O mercenário já estava na boca da rua, sorrindo com sua boca enorme e seus olhos injetados ao ver que se tratava de um beco sem saída. Caminhou devagar, tomando seu tempo, enquanto observava os esforços inúteis do porco e do gato de escalarem o muro liso.
- Não sei qual foi o trabalho que meu chefe teve. Vocês dois são alvos fáceis.
E Percival, que segurava Pigmaleão para tentar fazê-lo subir a parede, sentiu-se investido de fúria e raiva. Se o equilíbrio de seu companheiro não dependesse dele, já teria sacado o florete e partido para cima do cavalo como uma explosão branca.

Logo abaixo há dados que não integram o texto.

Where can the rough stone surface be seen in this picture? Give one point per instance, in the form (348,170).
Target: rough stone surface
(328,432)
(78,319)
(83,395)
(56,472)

- Chega de enrolação! Se você quiser nos pegar, eu te ofereço um duelo. Eu contra você, aqui e agora!
De peito inflado, o cavalo aceitou desdenhosamente. Bufou superior, rindo de seu adversário.
- Você não vai fazer esta imbecilidade - gritou Pigmaleão, que já estava furioso com a idéia de terem entrado em um beco sem saída - Volte aqui seu gato imbecil, devolva este florete à bainha! Não chegue perto deste monstro pterodáctilo anfisbena!
O pequeno gato branco não se sentia intimidado. Sorria como se estivesse diante de sua própria morte - e provavelmente estava. Mas ele nunca saberia, pois no exato momento que o cavalo avançou para atacá-lo com sua maça espinhosa, um grupo de cinco coelhos pulou por sobre o seu rosto.
- O que é isto?! - gritou Percival confuso.